Architect and builder, of Dublin, active from the 1770s or earlier until circa 1790. William Gibson was one of the architects to the Barrack Board. According to O'Dwyer, he replaced CHRISTOPHER and GRAHAM MYERS as architect to the Board in 1784. In the same year his set of model barrack plans were approved by the Board. If he can be identified with the 'Mr Gibson, builder' who was examined by a committee of the Irish House of Commons in 1761 on the state of the barracks in Ireland, his connection with the Board started considerably earlier. In 1773, when he entered the competition for the Blue Coat School which was won by THOMAS IVORY , the Freeman's Journal commented that this was his first design for a building other than a barrack. In 1779, he accompanied Ivory on an inspection of the lighthouses at Wicklow Head. He was executant architect for the erection of James Gandon's Royal Military Infirmary in Phoenix Park. 1786-88.. He may have died early in 1791, as his salary for the period between 1 January and 26 February 1791 was given to his representative. The will of a William Gibson, gentleman, of Marlborough Street, was proved in the Prerogative Court in 1791.
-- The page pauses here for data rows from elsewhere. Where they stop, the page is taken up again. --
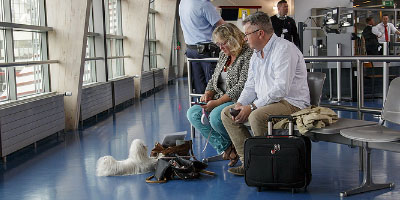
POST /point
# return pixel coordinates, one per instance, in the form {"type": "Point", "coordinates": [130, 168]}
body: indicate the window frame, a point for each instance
{"type": "Point", "coordinates": [9, 28]}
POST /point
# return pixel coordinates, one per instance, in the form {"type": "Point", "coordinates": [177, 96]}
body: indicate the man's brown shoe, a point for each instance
{"type": "Point", "coordinates": [239, 171]}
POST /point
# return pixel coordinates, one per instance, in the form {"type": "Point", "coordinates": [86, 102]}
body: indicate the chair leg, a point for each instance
{"type": "Point", "coordinates": [213, 158]}
{"type": "Point", "coordinates": [367, 185]}
{"type": "Point", "coordinates": [192, 132]}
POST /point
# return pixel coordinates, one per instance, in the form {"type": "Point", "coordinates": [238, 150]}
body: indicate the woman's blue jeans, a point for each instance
{"type": "Point", "coordinates": [219, 138]}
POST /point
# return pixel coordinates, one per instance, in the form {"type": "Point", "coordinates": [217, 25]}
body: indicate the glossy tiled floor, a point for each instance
{"type": "Point", "coordinates": [65, 168]}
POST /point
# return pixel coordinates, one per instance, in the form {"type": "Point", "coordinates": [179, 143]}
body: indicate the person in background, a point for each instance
{"type": "Point", "coordinates": [371, 35]}
{"type": "Point", "coordinates": [285, 26]}
{"type": "Point", "coordinates": [198, 20]}
{"type": "Point", "coordinates": [223, 89]}
{"type": "Point", "coordinates": [386, 28]}
{"type": "Point", "coordinates": [276, 84]}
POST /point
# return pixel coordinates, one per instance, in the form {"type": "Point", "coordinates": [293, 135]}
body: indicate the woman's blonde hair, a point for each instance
{"type": "Point", "coordinates": [232, 35]}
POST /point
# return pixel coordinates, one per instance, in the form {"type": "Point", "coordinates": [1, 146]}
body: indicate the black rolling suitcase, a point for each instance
{"type": "Point", "coordinates": [279, 160]}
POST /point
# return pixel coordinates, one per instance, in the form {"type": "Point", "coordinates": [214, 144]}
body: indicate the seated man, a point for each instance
{"type": "Point", "coordinates": [276, 83]}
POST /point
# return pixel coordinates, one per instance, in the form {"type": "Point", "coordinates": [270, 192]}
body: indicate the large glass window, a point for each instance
{"type": "Point", "coordinates": [29, 45]}
{"type": "Point", "coordinates": [89, 73]}
{"type": "Point", "coordinates": [115, 61]}
{"type": "Point", "coordinates": [2, 48]}
{"type": "Point", "coordinates": [25, 12]}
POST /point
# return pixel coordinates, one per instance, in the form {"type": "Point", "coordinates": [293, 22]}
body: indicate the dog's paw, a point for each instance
{"type": "Point", "coordinates": [105, 166]}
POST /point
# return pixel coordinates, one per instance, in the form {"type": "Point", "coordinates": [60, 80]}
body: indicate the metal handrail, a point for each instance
{"type": "Point", "coordinates": [352, 58]}
{"type": "Point", "coordinates": [360, 86]}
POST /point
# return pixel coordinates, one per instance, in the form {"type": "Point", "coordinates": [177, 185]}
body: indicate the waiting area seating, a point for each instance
{"type": "Point", "coordinates": [356, 133]}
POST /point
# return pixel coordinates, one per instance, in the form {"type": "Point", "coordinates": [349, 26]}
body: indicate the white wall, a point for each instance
{"type": "Point", "coordinates": [303, 11]}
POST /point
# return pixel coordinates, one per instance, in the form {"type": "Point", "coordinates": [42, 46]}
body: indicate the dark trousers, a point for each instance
{"type": "Point", "coordinates": [201, 72]}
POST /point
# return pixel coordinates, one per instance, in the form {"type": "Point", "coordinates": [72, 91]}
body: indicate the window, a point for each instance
{"type": "Point", "coordinates": [25, 12]}
{"type": "Point", "coordinates": [28, 45]}
{"type": "Point", "coordinates": [114, 39]}
{"type": "Point", "coordinates": [89, 73]}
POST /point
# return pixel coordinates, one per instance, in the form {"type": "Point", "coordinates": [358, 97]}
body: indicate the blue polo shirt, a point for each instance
{"type": "Point", "coordinates": [198, 19]}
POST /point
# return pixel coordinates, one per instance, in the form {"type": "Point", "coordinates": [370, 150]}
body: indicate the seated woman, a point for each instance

For this post see E. McParland, 'The office of the surveyor general in Ireland in the eighteenth century', Architectural History 38 (1995), 96-97.
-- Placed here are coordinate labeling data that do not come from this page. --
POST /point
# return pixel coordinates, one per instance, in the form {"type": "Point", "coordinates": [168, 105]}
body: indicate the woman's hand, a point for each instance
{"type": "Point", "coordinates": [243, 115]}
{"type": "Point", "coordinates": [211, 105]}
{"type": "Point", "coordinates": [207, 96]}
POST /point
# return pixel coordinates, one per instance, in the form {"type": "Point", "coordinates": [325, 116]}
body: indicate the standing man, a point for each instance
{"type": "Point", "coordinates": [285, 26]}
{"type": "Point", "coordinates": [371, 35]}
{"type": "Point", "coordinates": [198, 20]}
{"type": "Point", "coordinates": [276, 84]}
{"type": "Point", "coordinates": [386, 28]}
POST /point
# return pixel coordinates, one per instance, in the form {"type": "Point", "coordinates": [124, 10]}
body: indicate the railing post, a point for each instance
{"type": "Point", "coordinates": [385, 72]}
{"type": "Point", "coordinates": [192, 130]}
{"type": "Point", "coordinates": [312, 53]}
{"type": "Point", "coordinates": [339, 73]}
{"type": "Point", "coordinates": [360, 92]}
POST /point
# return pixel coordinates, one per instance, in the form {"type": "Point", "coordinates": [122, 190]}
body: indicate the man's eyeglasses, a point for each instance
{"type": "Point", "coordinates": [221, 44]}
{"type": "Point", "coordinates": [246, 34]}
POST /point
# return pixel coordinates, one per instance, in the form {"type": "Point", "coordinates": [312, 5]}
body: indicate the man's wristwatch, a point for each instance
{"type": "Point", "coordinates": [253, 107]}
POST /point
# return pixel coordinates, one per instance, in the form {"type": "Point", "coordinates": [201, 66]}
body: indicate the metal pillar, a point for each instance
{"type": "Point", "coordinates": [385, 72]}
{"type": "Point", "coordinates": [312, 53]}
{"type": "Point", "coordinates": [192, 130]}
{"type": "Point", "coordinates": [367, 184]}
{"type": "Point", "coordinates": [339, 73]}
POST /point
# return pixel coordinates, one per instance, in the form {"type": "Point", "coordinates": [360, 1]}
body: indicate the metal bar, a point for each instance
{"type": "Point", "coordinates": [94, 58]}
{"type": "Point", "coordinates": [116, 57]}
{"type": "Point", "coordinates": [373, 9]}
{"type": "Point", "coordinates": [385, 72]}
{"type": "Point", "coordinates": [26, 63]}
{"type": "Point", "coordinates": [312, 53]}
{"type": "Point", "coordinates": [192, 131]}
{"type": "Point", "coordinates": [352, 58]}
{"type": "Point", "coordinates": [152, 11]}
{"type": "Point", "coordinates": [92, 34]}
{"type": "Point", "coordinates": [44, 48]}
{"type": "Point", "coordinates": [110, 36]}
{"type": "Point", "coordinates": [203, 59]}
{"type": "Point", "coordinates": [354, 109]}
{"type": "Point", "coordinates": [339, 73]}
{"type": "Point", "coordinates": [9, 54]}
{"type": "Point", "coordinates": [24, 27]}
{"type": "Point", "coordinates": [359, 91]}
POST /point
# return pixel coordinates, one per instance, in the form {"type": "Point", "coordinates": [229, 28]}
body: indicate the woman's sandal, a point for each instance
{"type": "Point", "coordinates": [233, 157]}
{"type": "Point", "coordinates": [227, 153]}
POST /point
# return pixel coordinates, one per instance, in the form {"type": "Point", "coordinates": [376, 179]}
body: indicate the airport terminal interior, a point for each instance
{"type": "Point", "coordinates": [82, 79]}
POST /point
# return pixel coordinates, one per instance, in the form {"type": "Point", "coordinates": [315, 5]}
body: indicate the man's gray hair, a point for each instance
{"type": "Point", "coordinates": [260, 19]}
F. O'Dwyer, 'Building empires: architecture, politics and the Board of Works 1760-1860', Irish Architectural and Decorative Studies 5 (2002), 131.
James Douet, British Barracks 1600-1914 (1998), 34.
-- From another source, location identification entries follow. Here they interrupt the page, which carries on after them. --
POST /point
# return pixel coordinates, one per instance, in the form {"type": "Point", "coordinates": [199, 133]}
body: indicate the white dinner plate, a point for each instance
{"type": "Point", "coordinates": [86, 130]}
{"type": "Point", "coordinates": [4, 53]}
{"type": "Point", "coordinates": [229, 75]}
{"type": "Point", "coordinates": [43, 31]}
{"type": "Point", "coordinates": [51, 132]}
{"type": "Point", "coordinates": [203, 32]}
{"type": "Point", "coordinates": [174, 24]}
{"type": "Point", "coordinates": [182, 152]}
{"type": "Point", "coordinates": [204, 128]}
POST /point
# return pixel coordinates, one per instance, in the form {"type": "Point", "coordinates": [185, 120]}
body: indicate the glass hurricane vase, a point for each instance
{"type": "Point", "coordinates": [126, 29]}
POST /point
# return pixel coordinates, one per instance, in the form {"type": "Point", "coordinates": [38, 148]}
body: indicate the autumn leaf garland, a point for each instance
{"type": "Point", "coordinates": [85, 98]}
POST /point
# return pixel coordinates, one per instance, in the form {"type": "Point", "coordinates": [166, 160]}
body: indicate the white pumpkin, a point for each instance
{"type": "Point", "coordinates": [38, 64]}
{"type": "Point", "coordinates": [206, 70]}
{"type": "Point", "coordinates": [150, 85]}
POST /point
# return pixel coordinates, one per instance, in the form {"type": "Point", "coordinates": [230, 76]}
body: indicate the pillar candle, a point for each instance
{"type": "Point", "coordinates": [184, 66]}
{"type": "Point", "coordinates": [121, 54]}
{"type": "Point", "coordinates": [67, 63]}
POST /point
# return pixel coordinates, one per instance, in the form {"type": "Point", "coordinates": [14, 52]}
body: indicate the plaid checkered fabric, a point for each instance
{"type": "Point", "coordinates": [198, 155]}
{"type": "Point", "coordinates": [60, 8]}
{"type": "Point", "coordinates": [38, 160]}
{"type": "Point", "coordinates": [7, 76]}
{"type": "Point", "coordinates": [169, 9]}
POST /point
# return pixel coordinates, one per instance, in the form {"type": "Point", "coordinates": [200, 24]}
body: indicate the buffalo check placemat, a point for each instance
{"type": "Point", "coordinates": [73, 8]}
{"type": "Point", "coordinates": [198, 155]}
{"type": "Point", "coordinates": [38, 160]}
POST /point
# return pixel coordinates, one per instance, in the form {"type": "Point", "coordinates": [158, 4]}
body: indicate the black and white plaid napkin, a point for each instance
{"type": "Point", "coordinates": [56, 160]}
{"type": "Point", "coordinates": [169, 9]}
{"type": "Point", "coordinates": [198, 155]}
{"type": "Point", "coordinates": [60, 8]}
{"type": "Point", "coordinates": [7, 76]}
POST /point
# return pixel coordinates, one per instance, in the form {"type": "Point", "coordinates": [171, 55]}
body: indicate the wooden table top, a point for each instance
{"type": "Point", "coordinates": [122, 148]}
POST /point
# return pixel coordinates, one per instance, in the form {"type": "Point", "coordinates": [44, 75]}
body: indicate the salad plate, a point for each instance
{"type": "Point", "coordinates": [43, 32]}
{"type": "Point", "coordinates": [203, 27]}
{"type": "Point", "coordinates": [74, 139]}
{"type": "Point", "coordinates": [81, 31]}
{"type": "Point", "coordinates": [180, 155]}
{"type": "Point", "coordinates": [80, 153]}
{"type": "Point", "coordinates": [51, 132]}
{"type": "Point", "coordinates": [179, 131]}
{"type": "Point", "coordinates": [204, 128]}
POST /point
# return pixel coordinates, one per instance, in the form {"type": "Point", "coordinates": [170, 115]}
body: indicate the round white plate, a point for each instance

See JHCI 8, App. lxxx. Gibson's undated suggestion for the water supply to barracks in Dublin is in NLI, MS. 1121 (E.McP).
Freeman's Journal 2-4 Mar 1773 (IAA, Edward McParland files, Acc. 2008/44); for the 2 competitions of 1772 and 1773, see S. O'Reilly & Nicholas Robinson, New Lease of Life: The Law Society's building at Blackhall Place (Dublin, 1990), 9.
NA/PRO (Kew) Cust.1.152 (IAA, Edward McParland files, Acc. 2008/44).
Christine Casey, The Buildings of Ireland: Dublin (2005), 304.
JHCI 15, ccxliv (IAA, Edward McParland files, Acc. 2008/44), but O'Dwyer, loc. cit., above, states that he held the post until 1793.
Arthur Vicars, Index to the Prerogative Wills of Ireland 1536-1810 (1897), 192.